Using the descheduler with PSI metrics

Important

This repository is not inteded to be used in production environments. This repository is containing files to evaluate the PSI integration into the descheduler only. For a production level integration please monitor the OpenShift Documentation in order to understand when this feature GAs.

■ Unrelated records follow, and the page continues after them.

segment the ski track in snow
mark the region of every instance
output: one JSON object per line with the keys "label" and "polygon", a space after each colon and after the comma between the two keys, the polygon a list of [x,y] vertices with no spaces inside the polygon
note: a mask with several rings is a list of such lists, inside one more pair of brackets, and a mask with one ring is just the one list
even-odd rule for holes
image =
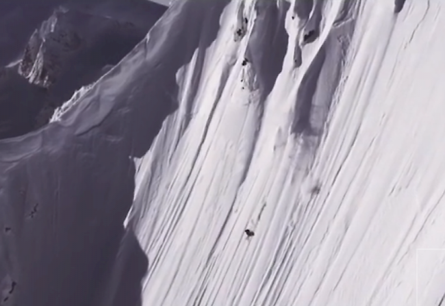
{"label": "ski track in snow", "polygon": [[[136,159],[125,225],[149,260],[142,305],[440,305],[442,2],[408,1],[398,14],[377,0],[258,3],[174,2],[147,41],[44,129],[88,139],[101,129]],[[180,48],[183,58],[167,64]],[[145,91],[129,85],[135,71]],[[142,154],[133,147],[142,136],[118,133],[112,120],[140,114],[132,99],[144,94],[177,108],[156,118],[166,117]],[[104,102],[115,97],[124,106]],[[39,133],[0,142],[5,173],[48,143]]]}

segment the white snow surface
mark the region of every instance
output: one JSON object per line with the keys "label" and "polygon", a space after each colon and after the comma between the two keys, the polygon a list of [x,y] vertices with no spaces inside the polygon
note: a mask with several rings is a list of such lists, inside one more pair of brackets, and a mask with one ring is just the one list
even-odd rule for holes
{"label": "white snow surface", "polygon": [[[149,262],[143,306],[440,305],[443,1],[408,1],[394,14],[392,1],[314,0],[307,20],[303,2],[175,1],[55,122],[0,142],[2,222],[30,205],[14,202],[21,188],[54,205],[105,201],[95,204],[99,222],[131,205],[127,232]],[[245,35],[234,39],[244,16]],[[304,43],[318,22],[316,39]],[[23,180],[34,188],[18,187]],[[46,220],[53,243],[79,235],[68,228],[97,230],[63,209]],[[40,235],[15,214],[14,226]],[[2,239],[27,262],[38,244],[12,232]],[[71,262],[64,254],[55,266]],[[43,282],[48,270],[27,267],[27,285]],[[108,294],[123,283],[114,281],[120,267]],[[45,304],[34,291],[23,289],[21,301],[71,301]],[[124,305],[112,298],[100,305]]]}

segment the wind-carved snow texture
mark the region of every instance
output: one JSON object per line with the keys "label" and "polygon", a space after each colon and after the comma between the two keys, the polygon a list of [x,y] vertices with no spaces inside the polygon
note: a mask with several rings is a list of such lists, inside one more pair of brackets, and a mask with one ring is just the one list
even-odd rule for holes
{"label": "wind-carved snow texture", "polygon": [[2,303],[440,305],[442,2],[272,2],[175,1],[0,142]]}

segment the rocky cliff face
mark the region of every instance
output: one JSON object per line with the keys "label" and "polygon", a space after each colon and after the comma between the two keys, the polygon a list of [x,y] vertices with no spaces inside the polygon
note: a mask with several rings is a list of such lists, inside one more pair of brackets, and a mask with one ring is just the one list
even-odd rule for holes
{"label": "rocky cliff face", "polygon": [[[142,0],[96,2],[99,4],[56,6],[30,35],[18,62],[9,65],[8,71],[17,72],[14,79],[23,79],[13,88],[38,88],[42,94],[26,100],[27,110],[33,111],[25,111],[20,120],[17,97],[9,93],[6,100],[0,94],[0,139],[47,124],[76,90],[97,80],[143,39],[166,9]],[[11,73],[3,77],[8,86]]]}

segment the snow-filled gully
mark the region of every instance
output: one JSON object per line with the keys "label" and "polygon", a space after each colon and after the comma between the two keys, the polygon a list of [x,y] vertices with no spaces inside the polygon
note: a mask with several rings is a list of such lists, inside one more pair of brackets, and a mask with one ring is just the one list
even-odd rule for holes
{"label": "snow-filled gully", "polygon": [[444,28],[438,0],[173,3],[0,142],[0,303],[440,305]]}

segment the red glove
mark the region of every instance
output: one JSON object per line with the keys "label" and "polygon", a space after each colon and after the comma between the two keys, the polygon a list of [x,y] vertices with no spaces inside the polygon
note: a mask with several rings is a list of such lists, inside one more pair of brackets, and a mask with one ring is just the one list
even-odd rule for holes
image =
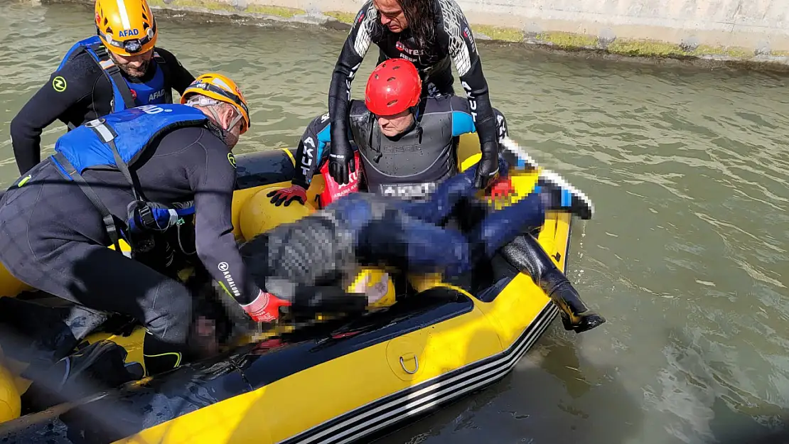
{"label": "red glove", "polygon": [[304,205],[307,202],[307,190],[298,185],[292,185],[290,188],[272,191],[267,194],[266,197],[271,197],[271,203],[277,207],[282,205],[282,203],[285,203],[285,206],[287,207],[294,200],[298,200]]}
{"label": "red glove", "polygon": [[260,290],[255,300],[246,305],[241,305],[241,308],[256,323],[271,323],[279,319],[280,307],[289,305],[290,305],[289,301]]}
{"label": "red glove", "polygon": [[491,184],[490,196],[494,199],[506,197],[514,192],[515,188],[512,186],[512,181],[509,177],[499,177]]}

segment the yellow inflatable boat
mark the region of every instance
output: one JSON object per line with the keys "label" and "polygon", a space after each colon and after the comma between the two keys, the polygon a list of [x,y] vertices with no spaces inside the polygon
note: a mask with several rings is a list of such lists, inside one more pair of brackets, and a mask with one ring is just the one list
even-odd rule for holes
{"label": "yellow inflatable boat", "polygon": [[[476,135],[458,163],[479,159]],[[258,207],[267,188],[288,186],[294,152],[237,157],[234,226],[239,240],[270,225]],[[525,196],[537,173],[514,181]],[[322,191],[316,177],[311,200]],[[538,240],[566,270],[571,217],[549,213]],[[0,271],[0,273],[5,271]],[[421,293],[354,319],[335,319],[235,348],[215,358],[47,411],[17,417],[24,384],[0,367],[0,442],[218,444],[368,442],[503,378],[558,309],[530,277],[509,268],[473,293],[424,281]],[[373,282],[375,283],[375,282]],[[391,282],[381,290],[394,293]],[[372,285],[372,284],[371,284]],[[26,285],[0,274],[0,293]],[[141,361],[129,337],[97,333]],[[2,361],[0,361],[2,362]]]}

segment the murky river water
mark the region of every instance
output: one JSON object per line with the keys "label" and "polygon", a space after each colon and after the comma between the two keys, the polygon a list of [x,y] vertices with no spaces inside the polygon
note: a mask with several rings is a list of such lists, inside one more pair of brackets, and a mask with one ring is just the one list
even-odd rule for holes
{"label": "murky river water", "polygon": [[[73,42],[81,6],[0,5],[0,183],[8,125]],[[241,151],[294,146],[325,112],[345,33],[160,20],[193,73],[241,83]],[[789,99],[785,78],[481,48],[510,134],[595,202],[569,275],[608,323],[558,321],[491,389],[386,443],[740,442],[789,412]],[[370,54],[354,82],[360,97]],[[457,87],[456,87],[457,88]],[[462,91],[458,88],[458,91]],[[51,152],[63,132],[43,136]]]}

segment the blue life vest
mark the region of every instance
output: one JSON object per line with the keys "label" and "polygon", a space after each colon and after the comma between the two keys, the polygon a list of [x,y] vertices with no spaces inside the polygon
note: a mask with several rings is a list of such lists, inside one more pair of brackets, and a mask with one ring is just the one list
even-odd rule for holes
{"label": "blue life vest", "polygon": [[[117,244],[124,232],[118,230],[114,217],[85,182],[82,173],[88,169],[103,169],[123,173],[135,197],[129,206],[129,218],[124,221],[126,230],[166,229],[182,216],[194,214],[193,201],[163,205],[144,200],[134,185],[129,166],[163,132],[179,127],[202,125],[207,121],[200,110],[181,104],[129,108],[90,121],[66,132],[55,143],[55,154],[51,159],[63,176],[77,181],[99,209],[110,239]],[[120,252],[119,246],[116,248]]]}
{"label": "blue life vest", "polygon": [[102,44],[98,35],[80,40],[71,47],[58,66],[58,70],[62,69],[69,59],[82,51],[87,52],[93,58],[112,85],[112,112],[141,105],[173,103],[173,92],[164,58],[155,50],[153,53],[153,60],[156,62],[156,65],[151,69],[156,72],[153,78],[145,83],[130,82],[124,77],[121,74],[120,69],[110,58],[107,48]]}

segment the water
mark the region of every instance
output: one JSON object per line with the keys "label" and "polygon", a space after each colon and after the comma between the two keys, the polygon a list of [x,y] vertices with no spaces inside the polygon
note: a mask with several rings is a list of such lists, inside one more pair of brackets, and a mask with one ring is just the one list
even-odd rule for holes
{"label": "water", "polygon": [[[92,15],[0,5],[2,185],[17,177],[9,122],[70,45],[93,32]],[[325,112],[345,33],[184,19],[160,27],[160,45],[193,73],[219,70],[241,83],[252,126],[239,151],[294,146]],[[382,442],[734,443],[781,423],[786,79],[518,47],[481,51],[514,138],[596,203],[596,219],[576,226],[568,274],[609,322],[579,336],[555,323],[500,383]],[[62,132],[46,131],[45,153]]]}

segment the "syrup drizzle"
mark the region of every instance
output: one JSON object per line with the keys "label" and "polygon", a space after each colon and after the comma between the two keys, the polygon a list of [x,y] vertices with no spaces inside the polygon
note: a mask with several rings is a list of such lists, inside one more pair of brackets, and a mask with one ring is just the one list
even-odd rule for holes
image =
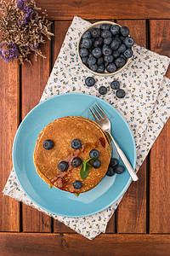
{"label": "syrup drizzle", "polygon": [[65,172],[63,172],[61,174],[59,174],[53,178],[50,179],[50,182],[54,183],[58,180],[58,187],[60,189],[64,189],[65,188],[68,188],[72,186],[72,183],[69,183],[69,180],[66,180],[65,175],[72,169],[71,161],[74,158],[79,157],[81,159],[81,155],[85,152],[85,150],[88,150],[88,148],[95,148],[99,146],[102,146],[105,148],[105,140],[103,137],[99,137],[99,141],[94,143],[85,143],[82,145],[81,148],[76,149],[72,154],[69,154],[66,158],[61,160],[60,161],[65,161],[68,163],[68,169]]}

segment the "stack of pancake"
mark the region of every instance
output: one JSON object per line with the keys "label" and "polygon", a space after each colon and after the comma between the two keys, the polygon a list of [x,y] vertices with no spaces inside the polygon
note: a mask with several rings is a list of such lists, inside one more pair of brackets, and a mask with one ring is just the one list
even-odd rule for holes
{"label": "stack of pancake", "polygon": [[[80,148],[72,148],[74,139],[81,141]],[[53,142],[50,150],[43,147],[46,140]],[[90,168],[88,177],[82,179],[80,175],[82,165],[73,167],[71,161],[74,158],[79,158],[82,161],[88,160],[92,149],[99,152],[101,166],[98,169]],[[110,140],[99,125],[87,118],[73,116],[58,119],[42,129],[36,143],[33,160],[37,173],[46,183],[71,193],[83,193],[94,188],[104,177],[110,156]],[[65,172],[58,167],[62,161],[68,164]],[[82,183],[80,189],[73,186],[77,180]]]}

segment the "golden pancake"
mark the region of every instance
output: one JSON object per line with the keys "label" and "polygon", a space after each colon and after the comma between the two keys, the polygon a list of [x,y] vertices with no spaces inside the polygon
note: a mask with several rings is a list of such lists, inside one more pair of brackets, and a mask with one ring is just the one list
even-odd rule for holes
{"label": "golden pancake", "polygon": [[[82,147],[74,149],[71,142],[79,139]],[[45,140],[52,140],[54,147],[47,150],[43,148]],[[90,158],[89,152],[97,149],[101,166],[98,169],[89,169],[86,179],[80,175],[82,164],[73,167],[74,158],[86,160]],[[82,117],[64,117],[48,124],[40,132],[33,154],[33,160],[39,176],[46,183],[71,193],[83,193],[94,188],[105,175],[111,156],[111,146],[106,134],[100,126],[91,119]],[[59,163],[66,161],[68,168],[61,172]],[[92,165],[92,161],[89,162]],[[82,182],[80,189],[73,187],[76,180]]]}

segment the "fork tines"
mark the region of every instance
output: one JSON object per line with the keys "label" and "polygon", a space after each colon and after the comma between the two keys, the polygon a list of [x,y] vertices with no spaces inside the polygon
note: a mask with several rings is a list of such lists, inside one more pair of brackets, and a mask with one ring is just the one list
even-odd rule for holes
{"label": "fork tines", "polygon": [[95,111],[95,113],[97,113],[97,114],[89,108],[94,118],[95,119],[96,122],[99,122],[101,119],[104,119],[105,118],[106,118],[106,114],[105,113],[105,112],[101,109],[101,108],[99,108],[97,104],[95,104],[97,108],[99,110],[97,110],[94,106],[93,108]]}

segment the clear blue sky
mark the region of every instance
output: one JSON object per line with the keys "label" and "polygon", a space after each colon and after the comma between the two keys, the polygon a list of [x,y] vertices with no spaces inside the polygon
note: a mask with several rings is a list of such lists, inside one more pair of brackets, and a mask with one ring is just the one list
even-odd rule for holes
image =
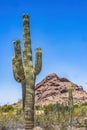
{"label": "clear blue sky", "polygon": [[0,0],[0,104],[21,99],[12,72],[13,41],[21,40],[22,15],[31,19],[33,57],[43,51],[37,82],[57,73],[87,91],[87,0]]}

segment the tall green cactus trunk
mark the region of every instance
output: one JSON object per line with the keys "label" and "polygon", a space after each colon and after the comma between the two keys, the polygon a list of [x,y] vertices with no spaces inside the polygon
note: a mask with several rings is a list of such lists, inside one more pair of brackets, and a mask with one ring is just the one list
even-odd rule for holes
{"label": "tall green cactus trunk", "polygon": [[36,49],[35,67],[32,63],[32,50],[30,40],[29,16],[23,16],[24,26],[24,49],[23,58],[21,55],[20,42],[14,42],[15,55],[12,59],[13,73],[17,82],[22,84],[22,99],[25,118],[25,130],[32,130],[34,127],[34,103],[35,103],[35,79],[41,71],[42,51]]}
{"label": "tall green cactus trunk", "polygon": [[70,114],[70,125],[72,125],[72,115],[73,115],[74,106],[73,106],[73,95],[72,95],[71,84],[69,84],[69,87],[68,87],[68,110]]}

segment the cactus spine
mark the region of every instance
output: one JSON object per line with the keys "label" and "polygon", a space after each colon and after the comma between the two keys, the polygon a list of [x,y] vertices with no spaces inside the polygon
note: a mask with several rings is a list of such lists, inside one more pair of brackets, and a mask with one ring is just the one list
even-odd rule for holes
{"label": "cactus spine", "polygon": [[32,49],[30,39],[29,16],[23,15],[24,49],[21,55],[20,41],[14,42],[15,54],[12,58],[14,78],[22,84],[23,110],[25,118],[25,130],[34,127],[34,103],[35,103],[35,79],[42,67],[42,50],[36,49],[35,67],[32,63]]}
{"label": "cactus spine", "polygon": [[70,84],[68,87],[68,110],[70,114],[70,125],[72,125],[72,115],[73,115],[73,95],[72,95],[72,85]]}

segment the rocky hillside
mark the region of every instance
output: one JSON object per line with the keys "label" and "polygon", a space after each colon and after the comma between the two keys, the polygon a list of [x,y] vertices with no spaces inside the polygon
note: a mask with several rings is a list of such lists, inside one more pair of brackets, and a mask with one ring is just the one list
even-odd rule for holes
{"label": "rocky hillside", "polygon": [[35,88],[35,102],[38,105],[48,105],[49,103],[67,103],[68,86],[73,88],[74,104],[87,102],[87,92],[82,86],[78,86],[66,78],[60,78],[55,73],[48,75]]}

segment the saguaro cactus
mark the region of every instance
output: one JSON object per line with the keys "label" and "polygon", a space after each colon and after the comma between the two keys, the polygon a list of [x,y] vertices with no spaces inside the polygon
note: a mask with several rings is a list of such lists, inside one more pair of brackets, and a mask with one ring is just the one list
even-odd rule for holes
{"label": "saguaro cactus", "polygon": [[23,26],[23,56],[21,54],[20,41],[17,40],[14,42],[15,54],[12,58],[12,66],[16,81],[22,84],[25,130],[32,130],[34,127],[35,79],[36,75],[41,71],[42,51],[41,48],[36,49],[35,66],[33,66],[28,15],[23,15]]}
{"label": "saguaro cactus", "polygon": [[73,106],[73,95],[72,95],[71,84],[69,84],[69,87],[68,87],[68,110],[70,114],[70,125],[72,125],[72,115],[73,115],[74,106]]}

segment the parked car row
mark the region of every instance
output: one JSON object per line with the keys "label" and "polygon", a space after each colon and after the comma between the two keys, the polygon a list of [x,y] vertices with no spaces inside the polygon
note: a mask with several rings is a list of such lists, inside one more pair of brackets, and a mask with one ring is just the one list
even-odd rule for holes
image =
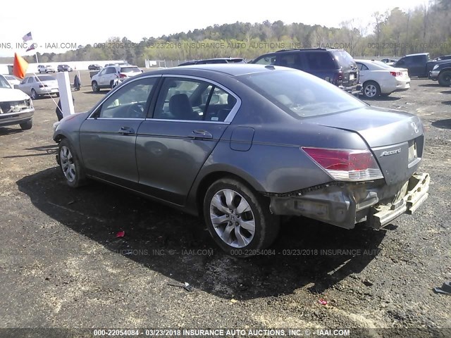
{"label": "parked car row", "polygon": [[37,71],[39,74],[48,74],[49,73],[56,73],[58,72],[72,72],[73,70],[72,67],[68,65],[58,65],[56,68],[56,70],[53,65],[37,65]]}
{"label": "parked car row", "polygon": [[99,92],[101,89],[113,89],[122,81],[142,73],[142,70],[136,65],[129,64],[107,65],[91,77],[92,92]]}
{"label": "parked car row", "polygon": [[31,96],[35,100],[42,96],[59,96],[58,80],[48,75],[27,76],[15,87]]}
{"label": "parked car row", "polygon": [[[265,65],[281,65],[298,69],[322,78],[353,94],[363,94],[366,99],[380,95],[390,95],[395,91],[410,88],[408,70],[393,68],[390,63],[395,59],[383,59],[384,62],[355,60],[342,49],[306,49],[280,50],[256,58],[250,63]],[[190,65],[208,63],[230,63],[244,62],[240,58],[215,58],[199,60],[182,63]]]}

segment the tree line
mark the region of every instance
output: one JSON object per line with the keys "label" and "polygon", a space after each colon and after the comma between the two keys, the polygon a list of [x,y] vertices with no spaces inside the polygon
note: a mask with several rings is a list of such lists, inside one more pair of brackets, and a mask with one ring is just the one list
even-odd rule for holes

Using the descheduler with PSI metrics

PSI metrics expose node level pressure (or even cgroup). These metrics can be leveraged by the descheduler in order to rebalance workloads according to the real node usage.

User stories

As a cluster administrator I want to ensure that all my nodes are equally utilized in order to avoid pressure for the individual workloads

Scope & Limitations

Limited to Virtual Machines run with OpenShift Virtualization
Limited to worker machine pools (PSI metrics are needed also for master nodes)

Usage

Note

Use a cluster with at least 6 worker nodes
The cluster should have no other workloads running

Note

Two alternative test scenarios are available, replace TEST_SCENARIO=1 with TEST_SCENARIO=2 to switch to the second one.

$ bash to.sh deploy
...
$ bash to.sh apply
...
$ TEST_SCENARIO=1 bash e2e-test.sh
...
$

Deployment walk through

Running bash to.sh deploy will deploy all necessary parts. In this section we are looking what exactly is getting deployed.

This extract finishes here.